A quick-reference list of common Git commands. All commands are prefixed with git.

Setup

Command

Description

config --global user.name "Name"

Set your name (used in commits)

config --global user.email "mail"

Set your email (used in commits)

init

Initialize a new repo in the current folder

clone [url]

Clone a remote repository locally

Inspecting state

Command

Description

status

Show changed, staged, and untracked files

log

Show commit history

log --oneline

Compact commit history, one line per commit

diff

Show unstaged changes

diff --staged

Show staged changes (what will be committed)

reflog

Show history of HEAD movements — useful for recovering lost commits

Staging and committing

Command

Description

add [file]

Stage a specific file

add -A

Stage all changed files

commit -m "message"

Commit staged changes with a message

commit --amend

Modify the last commit (only before pushing)

Branching

Command

Description

branch

List all local branches

branch [name]

Create a new branch

branch -d [name]

Delete a branch (safe — refuses if unmerged)

branch -D [name]

Delete a branch (force)

checkout [name]

Switch to a branch

checkout -b [name]

Create a new branch and switch to it

Pushing and pulling

Command

Description

push -u origin [branch]

Push branch to remote and set upstream

push

Push to the configured upstream branch

pull

Fetch and merge changes from the remote

fetch

Download changes from remote without merging

Warning

Avoid git push -f (force push). It overwrites remote history and can destroy your collaborators’ work. Never force push to main. If you need to overwrite a remote feature branch after a local rebase, use git push --force-with-lease instead — it will abort if someone else has pushed since you last fetched.

Rebasing

Command

Description

rebase [branch]

Replay your commits on top of another branch

rebase --continue

Continue after resolving a conflict

rebase --abort

Abort the rebase and return to the original state

rebase -i HEAD~[n]

Interactively edit the last n commits

In interactive rebase, each commit can be given one of the following actions:

  • pick — keep the commit as-is

  • reword — keep the commit but edit the message

  • squash — fold into the commit above (combines messages)

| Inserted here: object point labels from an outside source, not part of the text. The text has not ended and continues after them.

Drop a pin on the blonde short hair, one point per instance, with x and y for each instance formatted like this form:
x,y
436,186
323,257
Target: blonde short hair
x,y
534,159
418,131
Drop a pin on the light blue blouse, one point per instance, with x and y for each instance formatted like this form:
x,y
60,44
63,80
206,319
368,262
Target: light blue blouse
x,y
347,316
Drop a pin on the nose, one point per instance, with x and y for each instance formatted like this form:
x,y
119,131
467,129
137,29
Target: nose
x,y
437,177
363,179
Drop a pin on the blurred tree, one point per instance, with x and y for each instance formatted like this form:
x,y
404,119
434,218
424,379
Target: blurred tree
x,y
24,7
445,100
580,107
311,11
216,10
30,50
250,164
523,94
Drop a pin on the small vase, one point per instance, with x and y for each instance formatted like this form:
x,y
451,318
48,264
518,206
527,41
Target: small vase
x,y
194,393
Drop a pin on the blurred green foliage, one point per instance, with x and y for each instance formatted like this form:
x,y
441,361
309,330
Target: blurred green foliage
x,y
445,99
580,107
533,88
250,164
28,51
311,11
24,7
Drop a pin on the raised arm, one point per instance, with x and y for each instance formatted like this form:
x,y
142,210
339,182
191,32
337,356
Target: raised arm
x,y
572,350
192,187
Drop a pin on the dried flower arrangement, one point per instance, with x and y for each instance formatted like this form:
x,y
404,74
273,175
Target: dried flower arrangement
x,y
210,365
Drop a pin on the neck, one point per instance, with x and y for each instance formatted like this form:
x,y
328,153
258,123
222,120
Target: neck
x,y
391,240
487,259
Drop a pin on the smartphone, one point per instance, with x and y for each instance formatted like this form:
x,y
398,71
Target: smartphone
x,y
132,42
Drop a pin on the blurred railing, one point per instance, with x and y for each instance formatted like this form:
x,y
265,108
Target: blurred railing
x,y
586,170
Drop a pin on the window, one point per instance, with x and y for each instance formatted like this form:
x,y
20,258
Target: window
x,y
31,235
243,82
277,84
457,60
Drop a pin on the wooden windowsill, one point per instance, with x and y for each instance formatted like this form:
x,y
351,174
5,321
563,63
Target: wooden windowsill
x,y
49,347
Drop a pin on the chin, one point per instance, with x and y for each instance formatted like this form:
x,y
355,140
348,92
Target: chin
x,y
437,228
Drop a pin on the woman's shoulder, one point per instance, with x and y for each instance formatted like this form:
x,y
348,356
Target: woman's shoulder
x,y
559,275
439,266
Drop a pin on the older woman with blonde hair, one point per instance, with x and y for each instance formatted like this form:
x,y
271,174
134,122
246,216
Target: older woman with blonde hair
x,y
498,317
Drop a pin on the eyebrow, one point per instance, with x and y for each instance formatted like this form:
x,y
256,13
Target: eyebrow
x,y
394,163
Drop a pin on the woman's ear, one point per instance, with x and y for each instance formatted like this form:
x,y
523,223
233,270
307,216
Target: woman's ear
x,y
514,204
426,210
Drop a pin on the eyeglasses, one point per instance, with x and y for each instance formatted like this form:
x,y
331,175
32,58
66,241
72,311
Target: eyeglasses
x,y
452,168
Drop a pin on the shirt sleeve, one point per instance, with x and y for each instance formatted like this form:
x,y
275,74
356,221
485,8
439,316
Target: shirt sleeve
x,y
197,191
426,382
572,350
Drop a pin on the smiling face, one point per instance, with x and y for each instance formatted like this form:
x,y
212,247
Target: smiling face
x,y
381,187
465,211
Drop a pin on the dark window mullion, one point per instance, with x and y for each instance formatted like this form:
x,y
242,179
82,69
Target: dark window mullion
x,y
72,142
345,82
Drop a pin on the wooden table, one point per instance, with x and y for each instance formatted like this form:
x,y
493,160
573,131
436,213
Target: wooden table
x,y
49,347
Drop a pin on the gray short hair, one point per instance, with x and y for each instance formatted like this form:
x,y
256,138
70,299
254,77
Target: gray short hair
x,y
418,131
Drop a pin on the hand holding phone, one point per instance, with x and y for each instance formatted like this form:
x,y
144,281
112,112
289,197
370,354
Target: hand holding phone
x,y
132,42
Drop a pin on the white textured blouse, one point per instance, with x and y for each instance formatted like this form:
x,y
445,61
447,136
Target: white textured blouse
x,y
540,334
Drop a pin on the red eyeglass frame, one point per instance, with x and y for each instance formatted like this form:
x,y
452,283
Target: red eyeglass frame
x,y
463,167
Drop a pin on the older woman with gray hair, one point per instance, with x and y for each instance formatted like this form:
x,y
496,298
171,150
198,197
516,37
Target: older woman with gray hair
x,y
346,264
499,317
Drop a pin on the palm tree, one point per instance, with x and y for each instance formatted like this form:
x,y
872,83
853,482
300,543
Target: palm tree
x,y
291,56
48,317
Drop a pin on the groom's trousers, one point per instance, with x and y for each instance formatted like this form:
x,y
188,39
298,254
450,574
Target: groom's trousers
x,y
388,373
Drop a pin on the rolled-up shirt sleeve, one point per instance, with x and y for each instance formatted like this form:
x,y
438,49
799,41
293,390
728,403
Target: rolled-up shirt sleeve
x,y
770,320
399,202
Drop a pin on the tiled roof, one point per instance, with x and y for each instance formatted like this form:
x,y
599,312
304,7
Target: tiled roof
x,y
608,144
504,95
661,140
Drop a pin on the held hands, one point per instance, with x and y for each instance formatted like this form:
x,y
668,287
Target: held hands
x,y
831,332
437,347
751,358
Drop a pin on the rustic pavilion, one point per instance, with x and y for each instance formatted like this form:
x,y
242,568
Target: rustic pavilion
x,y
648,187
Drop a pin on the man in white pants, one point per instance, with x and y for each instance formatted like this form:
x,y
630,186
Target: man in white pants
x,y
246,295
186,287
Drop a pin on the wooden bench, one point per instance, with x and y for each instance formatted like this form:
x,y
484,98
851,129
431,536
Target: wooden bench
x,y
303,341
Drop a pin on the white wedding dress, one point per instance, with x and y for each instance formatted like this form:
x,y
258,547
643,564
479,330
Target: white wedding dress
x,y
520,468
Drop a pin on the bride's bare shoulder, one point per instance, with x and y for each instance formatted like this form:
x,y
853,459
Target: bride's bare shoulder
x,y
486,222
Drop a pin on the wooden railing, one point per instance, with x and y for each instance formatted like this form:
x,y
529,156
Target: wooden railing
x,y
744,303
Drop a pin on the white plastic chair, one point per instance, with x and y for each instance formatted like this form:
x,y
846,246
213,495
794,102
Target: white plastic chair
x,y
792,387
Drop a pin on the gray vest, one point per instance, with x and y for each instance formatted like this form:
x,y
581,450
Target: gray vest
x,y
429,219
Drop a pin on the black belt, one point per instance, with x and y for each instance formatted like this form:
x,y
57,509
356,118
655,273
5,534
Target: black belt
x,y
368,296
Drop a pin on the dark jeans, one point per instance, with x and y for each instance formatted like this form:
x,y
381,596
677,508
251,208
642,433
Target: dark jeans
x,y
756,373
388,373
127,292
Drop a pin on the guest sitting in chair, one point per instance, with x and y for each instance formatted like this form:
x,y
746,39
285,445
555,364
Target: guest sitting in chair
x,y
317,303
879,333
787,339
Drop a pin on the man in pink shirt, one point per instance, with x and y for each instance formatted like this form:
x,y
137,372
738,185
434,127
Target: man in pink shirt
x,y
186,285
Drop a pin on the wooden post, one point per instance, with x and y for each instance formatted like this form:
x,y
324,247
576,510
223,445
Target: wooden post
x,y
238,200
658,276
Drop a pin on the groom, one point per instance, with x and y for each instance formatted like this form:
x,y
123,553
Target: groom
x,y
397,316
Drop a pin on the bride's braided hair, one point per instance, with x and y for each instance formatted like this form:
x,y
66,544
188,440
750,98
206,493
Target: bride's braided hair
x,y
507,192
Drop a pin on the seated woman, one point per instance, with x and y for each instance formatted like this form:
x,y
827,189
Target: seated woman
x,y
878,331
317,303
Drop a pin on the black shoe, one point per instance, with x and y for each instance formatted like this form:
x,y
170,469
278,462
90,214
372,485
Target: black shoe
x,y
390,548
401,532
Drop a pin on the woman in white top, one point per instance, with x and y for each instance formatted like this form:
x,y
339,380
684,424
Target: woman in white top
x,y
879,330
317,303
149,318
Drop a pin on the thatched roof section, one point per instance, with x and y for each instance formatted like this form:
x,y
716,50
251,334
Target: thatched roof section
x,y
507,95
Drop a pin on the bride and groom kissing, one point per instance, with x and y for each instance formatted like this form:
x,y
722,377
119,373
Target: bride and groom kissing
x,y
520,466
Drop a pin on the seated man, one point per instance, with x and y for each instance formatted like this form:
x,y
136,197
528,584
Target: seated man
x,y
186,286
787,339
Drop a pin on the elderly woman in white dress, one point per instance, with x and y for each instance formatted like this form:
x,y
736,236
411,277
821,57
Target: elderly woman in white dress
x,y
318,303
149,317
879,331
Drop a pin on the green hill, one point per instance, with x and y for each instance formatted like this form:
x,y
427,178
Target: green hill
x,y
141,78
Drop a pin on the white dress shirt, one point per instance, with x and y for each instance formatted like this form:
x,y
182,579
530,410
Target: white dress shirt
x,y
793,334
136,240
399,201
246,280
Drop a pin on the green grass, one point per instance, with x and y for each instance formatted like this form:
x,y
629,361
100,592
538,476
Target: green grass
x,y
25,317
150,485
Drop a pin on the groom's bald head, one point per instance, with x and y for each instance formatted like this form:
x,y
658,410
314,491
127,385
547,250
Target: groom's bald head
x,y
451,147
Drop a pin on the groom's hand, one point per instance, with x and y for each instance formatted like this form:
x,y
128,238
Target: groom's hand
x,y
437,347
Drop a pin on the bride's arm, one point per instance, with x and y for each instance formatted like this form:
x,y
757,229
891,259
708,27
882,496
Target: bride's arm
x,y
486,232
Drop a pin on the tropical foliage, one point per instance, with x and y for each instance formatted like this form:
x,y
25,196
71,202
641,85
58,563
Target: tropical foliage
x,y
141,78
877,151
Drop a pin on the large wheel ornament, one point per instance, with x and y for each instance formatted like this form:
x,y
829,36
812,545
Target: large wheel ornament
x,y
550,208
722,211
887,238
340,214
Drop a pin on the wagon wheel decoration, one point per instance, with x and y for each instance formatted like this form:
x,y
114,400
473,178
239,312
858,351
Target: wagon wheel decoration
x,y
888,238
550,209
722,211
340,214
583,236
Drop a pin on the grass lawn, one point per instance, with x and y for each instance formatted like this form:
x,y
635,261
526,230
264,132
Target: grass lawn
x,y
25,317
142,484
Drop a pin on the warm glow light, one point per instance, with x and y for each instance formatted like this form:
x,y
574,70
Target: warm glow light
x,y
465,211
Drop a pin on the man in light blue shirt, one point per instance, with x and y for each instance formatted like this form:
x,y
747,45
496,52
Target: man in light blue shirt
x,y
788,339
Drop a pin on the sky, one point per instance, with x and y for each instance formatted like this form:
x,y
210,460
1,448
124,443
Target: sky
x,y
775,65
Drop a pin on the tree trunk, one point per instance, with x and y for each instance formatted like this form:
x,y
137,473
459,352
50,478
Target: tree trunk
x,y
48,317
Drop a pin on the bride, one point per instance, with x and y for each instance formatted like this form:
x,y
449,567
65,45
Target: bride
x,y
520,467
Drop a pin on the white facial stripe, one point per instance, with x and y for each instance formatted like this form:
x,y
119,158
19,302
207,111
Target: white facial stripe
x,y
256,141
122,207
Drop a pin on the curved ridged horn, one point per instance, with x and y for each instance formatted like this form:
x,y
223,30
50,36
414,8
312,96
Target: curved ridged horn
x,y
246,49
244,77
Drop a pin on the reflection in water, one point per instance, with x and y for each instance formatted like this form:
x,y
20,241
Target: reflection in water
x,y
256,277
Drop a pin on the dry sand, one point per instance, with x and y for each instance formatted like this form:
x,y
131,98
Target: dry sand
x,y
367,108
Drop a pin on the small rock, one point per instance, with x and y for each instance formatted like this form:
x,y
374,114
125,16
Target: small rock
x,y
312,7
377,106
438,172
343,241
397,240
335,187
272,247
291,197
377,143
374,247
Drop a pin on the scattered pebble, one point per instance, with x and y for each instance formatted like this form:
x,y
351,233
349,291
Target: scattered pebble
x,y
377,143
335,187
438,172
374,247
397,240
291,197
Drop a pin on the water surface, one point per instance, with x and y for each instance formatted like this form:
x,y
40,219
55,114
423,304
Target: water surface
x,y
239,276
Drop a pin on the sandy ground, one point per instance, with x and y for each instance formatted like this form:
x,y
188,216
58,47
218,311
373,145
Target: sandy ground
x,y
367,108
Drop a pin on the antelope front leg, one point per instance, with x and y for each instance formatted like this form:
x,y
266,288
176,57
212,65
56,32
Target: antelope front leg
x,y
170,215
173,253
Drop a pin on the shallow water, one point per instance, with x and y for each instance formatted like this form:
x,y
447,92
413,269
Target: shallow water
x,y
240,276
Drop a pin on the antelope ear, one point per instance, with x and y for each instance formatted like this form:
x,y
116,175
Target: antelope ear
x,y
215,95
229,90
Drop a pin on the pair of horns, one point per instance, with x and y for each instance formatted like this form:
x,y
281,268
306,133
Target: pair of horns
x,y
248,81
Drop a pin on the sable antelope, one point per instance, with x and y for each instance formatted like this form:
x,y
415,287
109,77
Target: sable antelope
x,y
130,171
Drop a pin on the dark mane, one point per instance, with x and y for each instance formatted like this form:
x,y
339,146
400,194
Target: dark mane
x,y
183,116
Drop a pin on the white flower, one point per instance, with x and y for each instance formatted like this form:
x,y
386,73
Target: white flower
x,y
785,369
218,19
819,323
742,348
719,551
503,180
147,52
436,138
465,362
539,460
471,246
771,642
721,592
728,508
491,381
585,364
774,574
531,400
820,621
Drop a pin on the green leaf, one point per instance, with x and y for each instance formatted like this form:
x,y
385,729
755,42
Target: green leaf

  • fixup — fold into the commit above (discards this message)

  • drop — remove the commit entirely

Undoing things

Command

Description

revert [commit]

Create a new commit that undoes a previous one (safe, preserves history)

reset --soft [commit]

Move HEAD back, keep changes staged

reset --mixed [commit]

Move HEAD back, keep changes unstaged

reset --hard [commit]

Move HEAD back and discard all changes (destructive)

checkout -- [file]

Discard unstaged changes to a file

Note

Prefer git revert over git reset when undoing changes that have already been pushed to a shared remote. revert is safe because it adds a new commit rather than rewriting history.